I'm still, as you can see, working on my Nancy Kress kick. I finished this one last night while Davan was at Zig Zag practice while sitting inside a Fred Meyer's (grocery store and general department store for those not from the Northwest), as is becoming my habit. I don't like sitting in the car in the dark and cold very much and buying a tea/coffee/prepared food item in order to sit inside a coffee shop is both cost preventative and, other than tea, not what I want to put in my body. Last week, though, I hit upon the Fred Meyer idea. This particular Fred Meyer's has a nice, big seating area for those eating out of their deli type area. I go and buy an apple from the produce section, which runs me about 50 cents, then sit in their seating area and enjoy my apple. It's cheap and I get to be warm. I just have to make sure I don't stray into less healthy food choices, as I nearly did last night before coming to my senses.
Onto the review!
Steal Across the Sky is a book with an interesting premise. It's the near future - 2020 - and aliens have some to visit. Rather than attack us or mentor us into a new age, they want to atone. It seems that, many thousands of years ago, they took some humans and seeded other planets with these humans. However, that is not what they want to atone for.

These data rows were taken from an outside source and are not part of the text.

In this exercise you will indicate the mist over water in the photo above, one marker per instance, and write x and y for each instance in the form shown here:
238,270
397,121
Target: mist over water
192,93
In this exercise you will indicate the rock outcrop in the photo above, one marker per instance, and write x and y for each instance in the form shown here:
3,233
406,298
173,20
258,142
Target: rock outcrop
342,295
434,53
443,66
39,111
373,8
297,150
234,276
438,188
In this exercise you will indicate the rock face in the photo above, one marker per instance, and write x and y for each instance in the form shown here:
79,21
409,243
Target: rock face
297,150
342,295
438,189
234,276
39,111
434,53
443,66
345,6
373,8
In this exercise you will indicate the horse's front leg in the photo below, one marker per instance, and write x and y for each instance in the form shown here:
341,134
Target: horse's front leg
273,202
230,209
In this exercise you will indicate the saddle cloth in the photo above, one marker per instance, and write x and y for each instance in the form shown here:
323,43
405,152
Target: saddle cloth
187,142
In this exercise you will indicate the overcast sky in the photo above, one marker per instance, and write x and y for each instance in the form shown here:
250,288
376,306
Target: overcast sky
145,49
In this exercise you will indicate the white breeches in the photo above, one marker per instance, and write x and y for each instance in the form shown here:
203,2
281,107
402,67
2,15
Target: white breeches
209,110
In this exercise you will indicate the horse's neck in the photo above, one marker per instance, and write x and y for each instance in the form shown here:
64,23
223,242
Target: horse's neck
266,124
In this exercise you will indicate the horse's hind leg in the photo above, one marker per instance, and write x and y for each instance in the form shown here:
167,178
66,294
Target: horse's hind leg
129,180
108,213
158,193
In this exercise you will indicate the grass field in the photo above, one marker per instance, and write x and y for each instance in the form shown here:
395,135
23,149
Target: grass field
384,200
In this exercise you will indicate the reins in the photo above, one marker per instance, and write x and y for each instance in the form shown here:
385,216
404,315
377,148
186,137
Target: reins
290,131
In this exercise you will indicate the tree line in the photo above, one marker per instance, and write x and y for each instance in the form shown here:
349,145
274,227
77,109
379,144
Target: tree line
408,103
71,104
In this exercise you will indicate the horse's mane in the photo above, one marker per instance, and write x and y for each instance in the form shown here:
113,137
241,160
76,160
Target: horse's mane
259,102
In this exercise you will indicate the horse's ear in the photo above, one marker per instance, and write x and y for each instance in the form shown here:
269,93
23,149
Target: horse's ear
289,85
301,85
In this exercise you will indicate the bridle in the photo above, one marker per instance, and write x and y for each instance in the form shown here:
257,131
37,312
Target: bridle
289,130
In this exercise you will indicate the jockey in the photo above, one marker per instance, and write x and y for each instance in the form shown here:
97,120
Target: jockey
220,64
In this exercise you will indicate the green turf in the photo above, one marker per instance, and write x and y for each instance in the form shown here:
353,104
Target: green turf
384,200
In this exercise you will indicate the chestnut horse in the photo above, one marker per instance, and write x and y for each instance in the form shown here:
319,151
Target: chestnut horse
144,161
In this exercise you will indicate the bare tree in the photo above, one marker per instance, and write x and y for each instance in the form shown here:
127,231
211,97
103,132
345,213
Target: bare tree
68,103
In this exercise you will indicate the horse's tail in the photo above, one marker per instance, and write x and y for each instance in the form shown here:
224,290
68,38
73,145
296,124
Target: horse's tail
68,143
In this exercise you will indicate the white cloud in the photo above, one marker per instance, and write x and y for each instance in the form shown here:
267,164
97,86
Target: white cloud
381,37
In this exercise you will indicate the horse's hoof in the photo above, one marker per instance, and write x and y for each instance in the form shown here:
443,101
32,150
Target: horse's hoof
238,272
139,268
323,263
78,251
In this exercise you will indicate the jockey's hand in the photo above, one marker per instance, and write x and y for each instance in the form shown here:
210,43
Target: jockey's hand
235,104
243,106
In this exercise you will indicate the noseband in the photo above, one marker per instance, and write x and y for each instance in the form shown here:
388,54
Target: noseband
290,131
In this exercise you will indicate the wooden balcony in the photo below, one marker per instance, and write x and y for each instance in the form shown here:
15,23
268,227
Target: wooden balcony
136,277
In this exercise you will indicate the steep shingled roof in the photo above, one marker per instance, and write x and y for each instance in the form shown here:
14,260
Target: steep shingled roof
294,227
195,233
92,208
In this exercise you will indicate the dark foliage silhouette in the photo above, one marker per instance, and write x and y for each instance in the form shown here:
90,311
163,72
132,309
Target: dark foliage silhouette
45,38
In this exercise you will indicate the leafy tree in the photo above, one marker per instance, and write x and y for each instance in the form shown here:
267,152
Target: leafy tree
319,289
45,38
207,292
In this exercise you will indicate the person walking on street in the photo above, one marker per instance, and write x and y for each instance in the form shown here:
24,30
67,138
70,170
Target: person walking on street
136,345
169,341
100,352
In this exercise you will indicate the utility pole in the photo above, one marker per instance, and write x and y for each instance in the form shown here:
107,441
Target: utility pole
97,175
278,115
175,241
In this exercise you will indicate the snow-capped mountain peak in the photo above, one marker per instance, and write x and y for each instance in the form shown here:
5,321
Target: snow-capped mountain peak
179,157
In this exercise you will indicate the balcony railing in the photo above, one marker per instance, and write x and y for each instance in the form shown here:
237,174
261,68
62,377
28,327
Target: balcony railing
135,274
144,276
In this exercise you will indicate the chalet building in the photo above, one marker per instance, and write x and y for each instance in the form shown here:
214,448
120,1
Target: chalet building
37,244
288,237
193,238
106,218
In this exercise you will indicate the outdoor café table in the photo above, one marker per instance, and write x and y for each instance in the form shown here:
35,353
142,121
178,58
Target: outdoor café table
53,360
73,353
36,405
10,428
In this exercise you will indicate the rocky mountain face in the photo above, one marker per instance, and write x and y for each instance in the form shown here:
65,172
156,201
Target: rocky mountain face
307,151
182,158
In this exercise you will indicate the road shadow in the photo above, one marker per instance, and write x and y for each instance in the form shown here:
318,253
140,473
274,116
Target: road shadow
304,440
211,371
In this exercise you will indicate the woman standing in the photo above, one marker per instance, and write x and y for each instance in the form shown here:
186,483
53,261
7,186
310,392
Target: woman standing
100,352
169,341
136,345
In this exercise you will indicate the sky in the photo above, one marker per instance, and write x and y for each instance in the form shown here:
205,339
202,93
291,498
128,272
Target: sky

So, what then, do they want to atone for? Well, that's the question. Chosen from volunteers, they take 21 humans to visit the other human worlds. In each ship are three humans, two to each visit one of two planets in a system and one for backup, if the original two are, for some reason, unable to visit the planets or just to monitor from the ship, otherwise.
What these witnesses observe starts a large controversy upon their return to Earth. How do they and the rest of "us" handle it?
I enjoyed the over all premise and the glimpse of what tourist travel to the moon might look like in just a decade or so. However, I did not much identify with the characters. The story is told, over the course of the book, from the point of view of four different witnesses and their chapters are interspersed with little tidbits from newspapers, popular culture, presidential briefings, military briefings and the like, which I enjoyed.
Out of the four main characters, however, I sort of, kind of identified with two of them while another one of them drove me absolutely batty and the fourth was...understandable, but unliked by me. While I saw why the characters were who they were and how they helped the story along, it did lessen my enjoyment, being annoyed with them.
My rating for this book is a 7.5 - great story concept, but not always a truly great reading experience.